Have you made the metaphoric jump yet?  

It hit me one night as I tried to soothe a flailing baby who was just tired of coughing and needed real rest:

I’m the baby and God is the parent. He’s working to make it better and I’m just crying my eyes out that life is hard and if this is His concern for me, why does it sometimes seem all wrong?  I end up frustrated with God for not snapping His fingers like Mary Poppins and having everything swoosh right back into place.

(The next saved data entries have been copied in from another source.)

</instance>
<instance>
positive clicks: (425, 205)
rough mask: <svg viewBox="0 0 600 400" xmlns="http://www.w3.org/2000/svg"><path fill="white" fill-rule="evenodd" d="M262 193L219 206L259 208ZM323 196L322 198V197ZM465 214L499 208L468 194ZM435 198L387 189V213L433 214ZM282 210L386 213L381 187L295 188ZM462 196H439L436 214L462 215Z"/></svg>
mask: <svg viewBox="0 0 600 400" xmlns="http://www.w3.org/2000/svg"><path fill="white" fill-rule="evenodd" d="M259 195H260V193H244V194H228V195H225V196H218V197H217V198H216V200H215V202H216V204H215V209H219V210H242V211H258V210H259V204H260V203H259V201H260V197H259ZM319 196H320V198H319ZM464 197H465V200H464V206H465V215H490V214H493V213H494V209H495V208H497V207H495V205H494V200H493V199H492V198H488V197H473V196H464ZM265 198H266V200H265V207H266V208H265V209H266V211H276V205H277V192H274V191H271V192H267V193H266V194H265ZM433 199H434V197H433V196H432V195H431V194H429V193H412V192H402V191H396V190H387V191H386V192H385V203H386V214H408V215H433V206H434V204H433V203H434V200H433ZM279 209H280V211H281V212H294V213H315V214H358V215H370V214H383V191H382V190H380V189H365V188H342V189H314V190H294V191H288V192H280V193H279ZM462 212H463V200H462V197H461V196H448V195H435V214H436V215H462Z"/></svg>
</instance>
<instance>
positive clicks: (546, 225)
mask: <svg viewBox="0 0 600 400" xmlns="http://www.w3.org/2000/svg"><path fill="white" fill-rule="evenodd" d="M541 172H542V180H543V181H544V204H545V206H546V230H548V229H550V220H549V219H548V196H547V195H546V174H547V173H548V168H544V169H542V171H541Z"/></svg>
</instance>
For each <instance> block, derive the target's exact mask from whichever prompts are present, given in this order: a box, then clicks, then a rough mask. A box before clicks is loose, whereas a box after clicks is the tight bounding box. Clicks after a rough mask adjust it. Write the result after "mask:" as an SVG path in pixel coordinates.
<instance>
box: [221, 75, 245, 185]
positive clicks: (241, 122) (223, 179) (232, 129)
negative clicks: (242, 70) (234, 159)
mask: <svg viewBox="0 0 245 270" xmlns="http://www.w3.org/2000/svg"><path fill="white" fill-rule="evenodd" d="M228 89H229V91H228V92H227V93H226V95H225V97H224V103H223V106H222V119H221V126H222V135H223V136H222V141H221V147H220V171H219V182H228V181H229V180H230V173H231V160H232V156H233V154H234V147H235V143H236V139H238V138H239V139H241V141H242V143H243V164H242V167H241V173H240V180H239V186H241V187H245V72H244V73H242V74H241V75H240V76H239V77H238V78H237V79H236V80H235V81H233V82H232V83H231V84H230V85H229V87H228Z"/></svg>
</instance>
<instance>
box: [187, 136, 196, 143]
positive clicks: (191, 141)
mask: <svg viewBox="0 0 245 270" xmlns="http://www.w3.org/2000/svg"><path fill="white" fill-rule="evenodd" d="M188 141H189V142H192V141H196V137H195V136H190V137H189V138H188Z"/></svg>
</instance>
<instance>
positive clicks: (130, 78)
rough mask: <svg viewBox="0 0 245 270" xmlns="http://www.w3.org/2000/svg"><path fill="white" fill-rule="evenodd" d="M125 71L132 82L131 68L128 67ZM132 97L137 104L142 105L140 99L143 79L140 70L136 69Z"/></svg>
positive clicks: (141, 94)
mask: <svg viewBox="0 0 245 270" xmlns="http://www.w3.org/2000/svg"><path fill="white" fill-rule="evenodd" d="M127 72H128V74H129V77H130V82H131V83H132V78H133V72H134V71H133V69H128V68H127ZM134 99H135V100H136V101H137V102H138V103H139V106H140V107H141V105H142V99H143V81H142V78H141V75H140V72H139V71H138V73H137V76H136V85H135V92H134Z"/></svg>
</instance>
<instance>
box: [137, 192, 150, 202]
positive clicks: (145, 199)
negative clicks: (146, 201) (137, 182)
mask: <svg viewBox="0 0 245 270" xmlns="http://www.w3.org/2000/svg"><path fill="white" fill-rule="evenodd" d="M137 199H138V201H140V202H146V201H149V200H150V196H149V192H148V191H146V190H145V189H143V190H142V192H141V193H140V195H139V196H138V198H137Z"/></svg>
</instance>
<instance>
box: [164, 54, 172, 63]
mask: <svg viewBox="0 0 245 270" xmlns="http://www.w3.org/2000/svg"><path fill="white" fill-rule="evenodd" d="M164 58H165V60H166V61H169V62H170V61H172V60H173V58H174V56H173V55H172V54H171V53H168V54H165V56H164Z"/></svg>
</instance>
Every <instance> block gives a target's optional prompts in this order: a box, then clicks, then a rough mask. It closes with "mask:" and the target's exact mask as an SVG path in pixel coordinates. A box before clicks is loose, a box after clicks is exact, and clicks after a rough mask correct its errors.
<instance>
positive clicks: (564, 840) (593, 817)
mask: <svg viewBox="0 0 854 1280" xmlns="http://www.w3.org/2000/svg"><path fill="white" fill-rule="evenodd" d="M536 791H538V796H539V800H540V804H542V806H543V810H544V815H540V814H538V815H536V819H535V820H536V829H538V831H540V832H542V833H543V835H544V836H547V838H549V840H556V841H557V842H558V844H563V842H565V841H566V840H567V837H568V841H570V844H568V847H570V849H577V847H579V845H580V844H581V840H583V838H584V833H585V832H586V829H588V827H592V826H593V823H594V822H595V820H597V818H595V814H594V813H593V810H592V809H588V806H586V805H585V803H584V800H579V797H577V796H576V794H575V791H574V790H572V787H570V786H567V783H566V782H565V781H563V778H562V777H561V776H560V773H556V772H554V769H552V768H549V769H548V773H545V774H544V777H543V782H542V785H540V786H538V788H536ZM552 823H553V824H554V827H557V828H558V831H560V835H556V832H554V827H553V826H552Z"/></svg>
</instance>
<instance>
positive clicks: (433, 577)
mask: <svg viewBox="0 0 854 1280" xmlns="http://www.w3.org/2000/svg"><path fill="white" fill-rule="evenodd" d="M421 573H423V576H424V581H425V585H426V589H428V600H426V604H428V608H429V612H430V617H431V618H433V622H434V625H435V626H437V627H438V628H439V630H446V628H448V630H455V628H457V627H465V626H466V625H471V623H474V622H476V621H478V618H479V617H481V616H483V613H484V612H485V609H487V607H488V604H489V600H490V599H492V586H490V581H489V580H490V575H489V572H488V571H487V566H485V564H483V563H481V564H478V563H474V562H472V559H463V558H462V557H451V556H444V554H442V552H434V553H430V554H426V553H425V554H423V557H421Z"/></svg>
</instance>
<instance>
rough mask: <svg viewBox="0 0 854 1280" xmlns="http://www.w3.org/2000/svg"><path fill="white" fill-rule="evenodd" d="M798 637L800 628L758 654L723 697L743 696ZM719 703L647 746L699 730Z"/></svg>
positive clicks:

I must remember that this world is broken, even splintered to the core in places.  Kind of like a tire swing that has been given a violent shove, the world got off kilter when sin entered and we are holding on for dear life as our reality flips and spins and sways.  If you're facing the right way and holding on well, it can be fun.  But then the tire spins and the ground seems to tilt the wrong way and your hand slips and you can't tell which way is down, and it's at least unsettling, if not downright scary.

And the thing is, God isn't doing it to us.  He is right there with us, caring for us, fully focused and invest in our well-being, even if we are not experiencing it at the moment.  Our fear or loss doesn't change that.

Sometimes I must accept periods of recovery, when things aren't going well for real reasons that need time to be set right again.  When I experience unwellness, it's natural to want it all better, right away.  But just as I want my children to trust my efforts, intentions and timing, so must I trust God's for me.